Abbandono di minori con l’inganno quando non si arriva direttamente al tentativo di assassinio. Gran numero di morti atroci, in giovane età, per malattie o addirittura di parto. Solitudini e ostacoli sovrumani di fronte a sé. Sono le ricette aspre che impastano la maggior parte delle fiabe e leggende, le stesse che hanno costellato le infanzie del mondo. A volte, poi, i personaggi generosi e buoni (anche se vincenti alla fine del racconto) sfoggiano personalità sbiadite, facendoci propendere per i «cattivi». «Le fiabe – sostiene Maria Tatar, studiosa di folklore, miti e letteratura tedesca – ci incantano soprattutto perché sembra che prendano sempre la strada sbagliata».
Docente all’università di Harvard, Tatar ha curato il libro appena uscito per la casa editrice Donzelli La più bella del reame. Biancaneve e altre 21 storie di madri e figlie (pp. 288, euro 30, tavole illustrate di Cinzia Ghigliano, traduzione di Bianca Lazzaro). È una raccolta di molte varianti fiabesche – dal Portogallo con le letali calze fatate al posto della mela avvelenata fino al Giappone dove l’eroina risponde al nome di Matsuyama – che dimostra come quella narrazione sia un patchwork di motivi, universali e che attraversano diverse culture, in continua evoluzione.
Un tempo, le storie tramandate oralmente erano destinate a un pubblico adulto o misto.

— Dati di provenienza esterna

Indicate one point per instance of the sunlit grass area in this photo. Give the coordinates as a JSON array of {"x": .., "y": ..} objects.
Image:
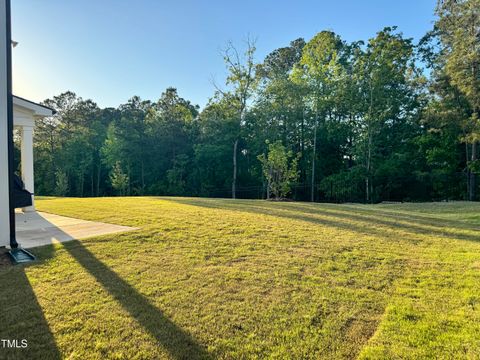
[{"x": 206, "y": 278}]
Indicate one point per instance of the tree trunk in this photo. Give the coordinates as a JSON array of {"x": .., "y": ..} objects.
[
  {"x": 234, "y": 179},
  {"x": 312, "y": 193},
  {"x": 99, "y": 169},
  {"x": 472, "y": 196},
  {"x": 369, "y": 159}
]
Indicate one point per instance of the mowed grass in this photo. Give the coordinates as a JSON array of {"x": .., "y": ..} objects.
[{"x": 205, "y": 278}]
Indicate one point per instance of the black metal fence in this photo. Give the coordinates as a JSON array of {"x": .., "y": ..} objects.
[{"x": 425, "y": 187}]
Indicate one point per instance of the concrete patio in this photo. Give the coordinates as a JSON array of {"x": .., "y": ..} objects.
[{"x": 38, "y": 228}]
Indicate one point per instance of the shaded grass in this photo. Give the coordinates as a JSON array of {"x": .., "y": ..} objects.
[{"x": 254, "y": 279}]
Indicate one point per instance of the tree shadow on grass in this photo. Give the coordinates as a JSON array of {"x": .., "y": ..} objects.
[
  {"x": 369, "y": 222},
  {"x": 21, "y": 317},
  {"x": 178, "y": 343}
]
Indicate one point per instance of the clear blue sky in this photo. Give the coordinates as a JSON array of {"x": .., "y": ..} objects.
[{"x": 110, "y": 50}]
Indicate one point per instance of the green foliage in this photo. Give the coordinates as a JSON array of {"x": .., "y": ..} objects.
[
  {"x": 369, "y": 122},
  {"x": 61, "y": 183},
  {"x": 119, "y": 179},
  {"x": 279, "y": 168}
]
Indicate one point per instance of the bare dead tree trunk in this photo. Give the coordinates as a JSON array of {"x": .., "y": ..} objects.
[
  {"x": 472, "y": 187},
  {"x": 234, "y": 179},
  {"x": 312, "y": 193},
  {"x": 99, "y": 169}
]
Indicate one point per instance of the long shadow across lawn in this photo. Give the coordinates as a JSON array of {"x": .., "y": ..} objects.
[
  {"x": 178, "y": 343},
  {"x": 21, "y": 317},
  {"x": 370, "y": 221}
]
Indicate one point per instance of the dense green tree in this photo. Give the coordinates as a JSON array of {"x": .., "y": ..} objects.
[{"x": 372, "y": 121}]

Può spiegarci perché le fiabe sono diventate un patrimonio dell’età infantile, nonostante la crudeltà sia così presente nelle varie trame?
Le fiabe facevano parte di una tradizione di narrazione orale, erano raccontate per ravvivare le faccende domestiche e ingannare la loro ripetitività nelle ore serali. Feroci, melodrammatiche e piene di avventure, hanno intrattenuto intere generazioni, illuminando le loro menti e alleggerendo i compiti casalinghi. Dal Seicento in poi furono trascritte e, gradualmente, quei racconti del patrimonio popolare entrarono a far parte della cultura letteraria dell’infanzia. Gli adulti, invece, si sono rivolti agli «ingredienti» letterari più sofisticati che si trovano nei romanzi per il loro divertimento e per le storie edificanti. Nel XVII, XVIII e XIX secolo, alcuni ricercatori hanno raccolto e riadattato le fiabe per i bambini, aggiungendo loro una dimensione morale, con lezioni sui pericoli insiti nella disobbedienza, curiosità o deviazione dalla retta via. Sebbene abbiano rimosso molti degli episodi più crudi e le allusioni alla sfera sessuale, hanno mantenuto la violenza come parte dell’insegnamento etico, con la virtù premiata e il vizio punito in modo esplicito.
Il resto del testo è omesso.